More corruption have been unearthed in Washington, DC—again in the State Department. It seems their DSS, the Diplomatic Security Service, which is the department’s security service has been hiring prostitutes while on duty, engaged in “sexual assaults” on foreign nationals, and falsifying reports, among other things.

After the revelation of NSA snooping last week, it seems that every day there is another discovery of corruption and/or violations of law or the Constitution. It really makes you wonder what is coming next. All of this is a prime example of Congress enacting laws they do not understand, have zero concept of ‘unintended consequences’, or in the case of many democrats, simply don’t care it the law enhances their chances for re-election. There are a number of ‘Pubs defending the NSA as well.

It all makes one ask, “What resource do we have when the Constitution is ignored and no longer protects us?” Not many. Public opinion is about it…and the ballot box. The dems (and some ‘Pubs) are working hard to remove that second option, (Motor-Voter, continuing large-scale vote fraud, the Gang of Eights Immigration bill, etc.) Julian Assange claims the “rule of law” is collapsing in the US. He may be correct.

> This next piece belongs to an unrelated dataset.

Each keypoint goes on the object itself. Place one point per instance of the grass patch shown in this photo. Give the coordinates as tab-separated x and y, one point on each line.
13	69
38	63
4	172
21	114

The PTBs (Powers That Be) claim the NSA leaker is a Chinese agent because he fled to Hong Kong. He may well be. That does not, however, invalidate his claims—in fact, once exposed, the NSA/CIA have tacitly admitted PRISM exists and has existed for years. The program’s supporters claim information skimmed by PRISM, prevented a terrorist subway attack in 2009.

Really? Perhaps. But how many individuals’ privacy was violated in the process? We don’t know—and that is the crux of the matter. How much do we not know. Supposedly, Congress was informed. So we were told. Then is was discovered that only a few congressmen in some oversight committees were told—and not everyone in those committees, only a select few.

It makes you wonder why some were told and why were others not informed? Hmmm? Obama claims all of Congress was briefed. Members of Congress, including some democrats, refute that claim.

It is interesting that Obama is even losing the rank ‘n file dem congressmen on this scandal.